Пели нищие хорошо, унывно. У девки голос молодой, да и у старика не старый.

В нашей деревне никто не знал таких стихов. А наверху Печоры, в староверских деревнях, их было множество.

2

Когда мне подошло восемь годов, отдала меня мать за двадцать верст, в деревню Сопку, к Николаю Родионовичу ребят нянчить. Прозывали его Родичем. У Родича девчонке полтора года было, а малому ребенку — три месяца. Три рубля на год рядила мать плату за меня.

Не сладко мне жилось. Вечно была обижена да бита, а жаловаться некому.

Перед самой пасхой сижу я с ребятами, тешу их, а девчонка, что постарше, возьми да и разбей фарфоровый молочник. Не знаю уж, как я проглядела. Сижу я, реву, не знаю, что и будет: все равно не поверит хозяйка, что не я разбила.

Приходит хозяйка из хлева в избу. Я девчонку держу на руках, второго в зыбке качаю. Увидела хозяйка, что молочник разбит, — не успела я слова сказать, как схватила она опояску с медными пряжками и давай меня хлестать: по плечам, по глазам, по голове. Стегала, пока не устала. Бросила опояску да еще швырнула меня лицом о лавку так, что я свету не взвидела.

Голову в четырех местах мне пряжками пробила, на плечах и по всей спине синяки несчитаны были, глаз распух. Из головы кровь по ушам, по плечам текла.
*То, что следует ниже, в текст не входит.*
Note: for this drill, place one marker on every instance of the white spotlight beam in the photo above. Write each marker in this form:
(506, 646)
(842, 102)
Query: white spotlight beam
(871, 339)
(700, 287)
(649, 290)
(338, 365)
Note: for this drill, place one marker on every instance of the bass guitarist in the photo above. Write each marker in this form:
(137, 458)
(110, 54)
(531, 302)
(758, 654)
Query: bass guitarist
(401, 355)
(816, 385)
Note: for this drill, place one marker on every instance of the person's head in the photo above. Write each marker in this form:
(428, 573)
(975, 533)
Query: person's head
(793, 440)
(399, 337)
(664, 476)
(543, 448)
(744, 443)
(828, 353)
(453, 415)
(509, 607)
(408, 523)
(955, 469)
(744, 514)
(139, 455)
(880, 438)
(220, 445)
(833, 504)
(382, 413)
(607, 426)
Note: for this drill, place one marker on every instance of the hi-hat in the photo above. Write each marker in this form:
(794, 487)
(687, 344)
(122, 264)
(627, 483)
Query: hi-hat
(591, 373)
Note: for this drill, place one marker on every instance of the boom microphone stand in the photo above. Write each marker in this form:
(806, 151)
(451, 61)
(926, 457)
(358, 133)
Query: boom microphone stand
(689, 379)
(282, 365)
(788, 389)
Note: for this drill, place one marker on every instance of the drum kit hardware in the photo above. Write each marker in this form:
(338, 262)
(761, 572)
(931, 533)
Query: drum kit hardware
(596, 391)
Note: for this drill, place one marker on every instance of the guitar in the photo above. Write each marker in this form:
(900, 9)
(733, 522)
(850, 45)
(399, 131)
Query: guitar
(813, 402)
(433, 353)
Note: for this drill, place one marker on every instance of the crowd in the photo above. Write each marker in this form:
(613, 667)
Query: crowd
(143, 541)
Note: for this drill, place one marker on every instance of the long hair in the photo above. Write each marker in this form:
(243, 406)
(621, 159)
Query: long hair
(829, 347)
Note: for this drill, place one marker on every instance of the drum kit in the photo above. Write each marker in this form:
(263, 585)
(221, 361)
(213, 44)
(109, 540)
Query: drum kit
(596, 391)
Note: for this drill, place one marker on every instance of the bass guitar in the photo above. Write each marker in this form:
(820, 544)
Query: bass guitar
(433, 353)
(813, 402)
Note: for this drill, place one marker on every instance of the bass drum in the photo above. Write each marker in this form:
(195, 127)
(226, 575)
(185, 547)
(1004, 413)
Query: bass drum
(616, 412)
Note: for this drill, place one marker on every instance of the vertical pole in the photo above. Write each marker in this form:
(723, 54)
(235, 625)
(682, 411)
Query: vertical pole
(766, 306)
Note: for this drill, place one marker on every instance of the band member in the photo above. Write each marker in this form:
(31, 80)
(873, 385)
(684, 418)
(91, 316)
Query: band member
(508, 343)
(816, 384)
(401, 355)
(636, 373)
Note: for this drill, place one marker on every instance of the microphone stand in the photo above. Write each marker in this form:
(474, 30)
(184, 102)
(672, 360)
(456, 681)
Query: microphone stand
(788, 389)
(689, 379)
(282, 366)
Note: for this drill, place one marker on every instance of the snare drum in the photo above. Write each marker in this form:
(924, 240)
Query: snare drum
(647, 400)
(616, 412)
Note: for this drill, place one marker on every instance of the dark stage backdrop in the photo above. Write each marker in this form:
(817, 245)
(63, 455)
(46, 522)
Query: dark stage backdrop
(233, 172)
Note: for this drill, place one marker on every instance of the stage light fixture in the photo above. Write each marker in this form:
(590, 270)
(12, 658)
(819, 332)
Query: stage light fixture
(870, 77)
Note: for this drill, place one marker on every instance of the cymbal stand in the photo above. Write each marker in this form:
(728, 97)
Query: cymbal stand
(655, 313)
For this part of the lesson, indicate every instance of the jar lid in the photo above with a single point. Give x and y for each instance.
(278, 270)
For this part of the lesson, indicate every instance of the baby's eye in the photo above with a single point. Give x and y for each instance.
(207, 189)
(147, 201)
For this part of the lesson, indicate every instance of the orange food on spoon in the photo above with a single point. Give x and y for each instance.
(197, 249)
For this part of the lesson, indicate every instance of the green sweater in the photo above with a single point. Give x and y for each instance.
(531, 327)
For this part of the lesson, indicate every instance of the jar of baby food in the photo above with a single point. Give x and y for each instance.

Хозяйка из избы вышла. Ребятишки успокоились, заснули. А я отвернулась к окошку, заливаюсь слезами. Вдруг приходит соседка Иринья знакомая моей матери. Иринья меня спрашивает:

— Чего плачешь?

А я еще не сказываю, что битая.

— Тоскливо, — говорю.

Она вздумала меня приголубить, к себе прислонила и увидела, что у меня на плечах и платьишко и платок от крови промокли. Ахнула Иринья.

— Это что у тебя?

Тогда уж я сказала:

— Тетушка меня стегала.

А Иринья как раз собирается в нашу деревню. Вот она и рассказала все матери. На третий день пасхи приехала мать. Она у Ириньи остановилась, к хозяйке сначала еще не идет.

А хозяйка прознала это и учит меня:

— У тебя, девка, мать приехала. Скажи ты ей, что качалась вчера да с качели упала, лицо разбила.

Мать приходит, а я в чулане сижу, ребенка качаю.

Первый раз меня тогда хозяйка именем кликнула:

— Мариша, иди, — говорит, — к тебе мать пришла.

А я выхожу с синяком, как с фонарем. Половина лица с разбитым глазом завешана платком. Еще не подошла я к ней, а мать все увидела. Упала я к ней головой в колени. А она подняла мне голову, отдернула платок, а глаз у меня кровью весь налился — чуть щелочка видна.

Испугалась мать, думает — выбит глаз. Стала меня спрашивать, а я одно отвечаю:

— Я с качелей пала.

Стала мать голову смотреть, видит, что волосы все в крови запеклись, к ранам присохли. И говорит она мне:

— Глупая ты, глупая, еще таишь — не сказываешь. Я ведь все знаю.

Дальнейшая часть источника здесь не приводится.